Nümismatik konusunda ilk bilimsel anlamdaki çalışmalar 18.yy da başlamıştır. 1792-1798 yıllarında J.Eckhel “Doctrina Numorum Veterum” isimli çalışmasını yayımlamıştır. T.Mionnet 1806-1813 yılları arasında 6 ciltlik bir Grek ve Roma sikkeleri kataloğu yayımlamıştır. F.Imhoof ve Blumer 1900’lü yılların başında Anadolu medeniyetlerinin sikkeleri hakkında “Kleinasiatische Münzen” adlı çalışmayı yapmışlardır.

Türkiye’de nümismatik bilimiyle ilk ilgilenenler Abdüllatif Suphi Paşa ve Osman Hamdi Bey olmuşlardır. Yaptıkları çalışmalarla Türk nümismatiğine yön vermişler ve Türk nümismatiğin gelişmesine büyük katkılarda bulunmuşlardır. Yine İsmail Galip Bey(1847-1895) ,Behzat Butak(1891-1963), Cüneyt Ölçer(1925-1990) ünlü Türk nümismatlarıdır.

2.) Nümismatiğin Çalışma Metodolojisi

Nümismatik genel olarak kağıt ve madeni paralarla ilgilense de biz bu makalede nümismatiğin daha çok madeni para yönü üzerinde duracağız. Sonuçta para ilk çıktığı zaman madeni para formundaydı ve kağıt paraların ortaya çıkması için 1800’lü yıllara kadar zaman geçmesi gerekiyordu. Benim fikrimce nümismatiğin madeni para yönü çok daha ağırlıklı ve çok daha önemlidir.

Peki nümismatik paraları nasıl inceler? Birazda bu konu üzerinde duralım.

Nümismatik her türlü madeni para ve jetonla ilgilenebilmektedir. Nümismatik bilimi; madeni paralar,hatıra paralar,jetonlar,askeri madeni paralar,madalyalar,madalyonlar vb. gibi tüm madeni nitelikteki parçalarla ilgilenebilir.

Hatıra para nedir dediğinizi duyar gibiyim. Hatıra paralar darphane tarafından özel günler için çeşitli madenlerden imal edilmiş ve belirli miktarlarda üretilmiş olan madeni parçalardır. Çoğu dünya ülkesinin darphaneleri belirli günler,olaylar,kişiler veya herhangi bir tema için hatıra paralar üretmektedir. Bizim ülkemizin darphanesi de belirli temalar için hatıra paralar üretmektedir.

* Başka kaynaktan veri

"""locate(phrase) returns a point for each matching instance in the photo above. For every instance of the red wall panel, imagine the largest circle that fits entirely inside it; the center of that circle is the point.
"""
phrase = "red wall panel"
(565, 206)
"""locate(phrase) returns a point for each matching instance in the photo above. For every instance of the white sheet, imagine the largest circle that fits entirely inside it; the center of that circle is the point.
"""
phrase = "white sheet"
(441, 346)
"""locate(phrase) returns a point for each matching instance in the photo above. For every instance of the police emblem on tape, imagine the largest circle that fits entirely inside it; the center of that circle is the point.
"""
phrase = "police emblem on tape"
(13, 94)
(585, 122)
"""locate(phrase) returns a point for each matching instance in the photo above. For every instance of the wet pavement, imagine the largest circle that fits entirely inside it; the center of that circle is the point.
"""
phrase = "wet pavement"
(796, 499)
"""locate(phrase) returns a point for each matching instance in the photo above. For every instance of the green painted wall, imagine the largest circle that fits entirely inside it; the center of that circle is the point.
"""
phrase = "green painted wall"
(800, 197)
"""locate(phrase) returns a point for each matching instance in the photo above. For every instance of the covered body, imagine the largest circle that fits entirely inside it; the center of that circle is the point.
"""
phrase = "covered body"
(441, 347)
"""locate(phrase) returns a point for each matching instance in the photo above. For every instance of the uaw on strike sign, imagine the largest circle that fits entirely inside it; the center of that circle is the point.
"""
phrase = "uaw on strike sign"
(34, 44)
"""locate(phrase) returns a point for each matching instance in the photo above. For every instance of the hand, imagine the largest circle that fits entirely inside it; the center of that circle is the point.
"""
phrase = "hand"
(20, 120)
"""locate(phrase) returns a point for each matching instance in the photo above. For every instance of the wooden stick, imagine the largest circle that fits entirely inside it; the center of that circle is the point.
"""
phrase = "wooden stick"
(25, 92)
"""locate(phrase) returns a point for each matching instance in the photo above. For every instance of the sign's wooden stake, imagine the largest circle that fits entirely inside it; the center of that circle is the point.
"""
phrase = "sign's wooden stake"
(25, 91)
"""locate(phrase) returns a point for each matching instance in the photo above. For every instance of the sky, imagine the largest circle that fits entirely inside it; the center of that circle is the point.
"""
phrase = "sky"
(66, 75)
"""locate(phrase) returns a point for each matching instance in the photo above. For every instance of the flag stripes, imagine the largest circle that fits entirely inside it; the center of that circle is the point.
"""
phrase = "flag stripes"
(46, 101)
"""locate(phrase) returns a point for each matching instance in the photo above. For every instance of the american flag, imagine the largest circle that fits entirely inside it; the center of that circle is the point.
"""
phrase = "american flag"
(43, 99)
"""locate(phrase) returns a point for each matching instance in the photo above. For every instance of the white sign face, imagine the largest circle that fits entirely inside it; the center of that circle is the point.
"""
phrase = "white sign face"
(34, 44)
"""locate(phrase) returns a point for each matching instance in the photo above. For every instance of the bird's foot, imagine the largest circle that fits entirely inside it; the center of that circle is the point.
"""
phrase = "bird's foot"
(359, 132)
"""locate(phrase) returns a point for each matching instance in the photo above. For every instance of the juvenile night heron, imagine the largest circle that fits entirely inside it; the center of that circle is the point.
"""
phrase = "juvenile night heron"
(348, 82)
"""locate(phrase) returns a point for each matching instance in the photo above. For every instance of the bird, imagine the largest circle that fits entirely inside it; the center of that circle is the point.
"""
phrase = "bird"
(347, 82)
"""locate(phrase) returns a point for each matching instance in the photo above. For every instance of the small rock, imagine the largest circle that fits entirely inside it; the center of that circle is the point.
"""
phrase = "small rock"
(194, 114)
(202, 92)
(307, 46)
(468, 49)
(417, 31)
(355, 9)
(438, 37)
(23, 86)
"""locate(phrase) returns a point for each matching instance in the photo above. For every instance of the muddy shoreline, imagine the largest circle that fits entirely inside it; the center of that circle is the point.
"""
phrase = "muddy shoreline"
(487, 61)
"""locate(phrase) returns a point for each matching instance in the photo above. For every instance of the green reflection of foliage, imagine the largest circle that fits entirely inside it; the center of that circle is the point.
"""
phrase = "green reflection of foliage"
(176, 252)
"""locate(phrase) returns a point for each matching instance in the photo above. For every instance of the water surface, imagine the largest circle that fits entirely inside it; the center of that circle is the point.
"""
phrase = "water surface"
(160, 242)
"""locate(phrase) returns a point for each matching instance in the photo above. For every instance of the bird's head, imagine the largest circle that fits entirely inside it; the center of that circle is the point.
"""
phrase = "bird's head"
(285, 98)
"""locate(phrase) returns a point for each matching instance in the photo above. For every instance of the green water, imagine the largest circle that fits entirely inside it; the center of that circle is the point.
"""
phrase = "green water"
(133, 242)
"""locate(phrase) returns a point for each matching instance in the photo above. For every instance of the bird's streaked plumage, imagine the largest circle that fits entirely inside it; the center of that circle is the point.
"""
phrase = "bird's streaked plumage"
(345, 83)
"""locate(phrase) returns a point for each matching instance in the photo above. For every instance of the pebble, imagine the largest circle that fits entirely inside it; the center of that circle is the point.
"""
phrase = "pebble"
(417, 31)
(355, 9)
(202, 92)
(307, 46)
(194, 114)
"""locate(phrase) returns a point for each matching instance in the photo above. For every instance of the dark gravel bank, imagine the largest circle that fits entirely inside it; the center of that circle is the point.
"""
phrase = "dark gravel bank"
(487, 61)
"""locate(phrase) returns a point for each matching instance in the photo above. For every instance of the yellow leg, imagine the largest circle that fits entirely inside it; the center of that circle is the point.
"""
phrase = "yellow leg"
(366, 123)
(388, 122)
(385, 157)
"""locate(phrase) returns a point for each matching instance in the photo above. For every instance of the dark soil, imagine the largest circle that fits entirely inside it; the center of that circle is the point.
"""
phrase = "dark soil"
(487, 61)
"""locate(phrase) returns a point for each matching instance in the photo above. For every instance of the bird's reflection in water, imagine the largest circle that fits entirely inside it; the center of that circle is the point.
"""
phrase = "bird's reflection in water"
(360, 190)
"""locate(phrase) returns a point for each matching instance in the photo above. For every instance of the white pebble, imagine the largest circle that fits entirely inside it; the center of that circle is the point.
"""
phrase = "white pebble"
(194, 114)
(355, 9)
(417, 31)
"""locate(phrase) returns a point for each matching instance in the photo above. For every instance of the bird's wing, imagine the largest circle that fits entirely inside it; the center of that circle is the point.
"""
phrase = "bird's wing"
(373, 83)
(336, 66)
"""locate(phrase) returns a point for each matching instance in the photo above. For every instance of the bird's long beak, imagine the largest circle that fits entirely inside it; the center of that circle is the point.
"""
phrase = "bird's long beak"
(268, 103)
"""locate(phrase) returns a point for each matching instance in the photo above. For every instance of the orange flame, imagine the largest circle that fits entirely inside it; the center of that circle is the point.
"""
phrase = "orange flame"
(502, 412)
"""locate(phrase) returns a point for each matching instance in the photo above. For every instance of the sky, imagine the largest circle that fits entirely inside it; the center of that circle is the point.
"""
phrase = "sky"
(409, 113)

Nümismatik bilimi madeni paraları incelerken madeni paraların fiziksel özellikleri,görsel özellikleri,nadirliği,maden değeri ve ayarı(saflığı),kondüsyonu vb. gibi özellikleri ile ilgilenmektedir.Çoğu zaman şöyle bir görüş söz konusu olmaktadır “Para ne kadar eski ise o kadar değerlidir.”. Halbuki bu görüş yanlıştır. Paranın değerli olması için gereken tek şey nadirliğidir. Bir para ne kadar nadirse o kadar da değerlidir. Yani 1000 yıl önceden kalma bir madeni para da değersiz olabilir eğer nadir değilse. Ama gel gelelim 5 yıllık bir madeni parça eğer sadece 2.000 tane gibi bir basım sayısına sahipse işte bu parça nadirdir ve oldukça değerlidir. Burada madeni paranın değerini belirleyen şey elbetteki nadirliği olmaktadır. Madeni paranın nümismatik değerini ortaya koyan iki önemli skala nadirliği ve kondüsyonu olmaktadır.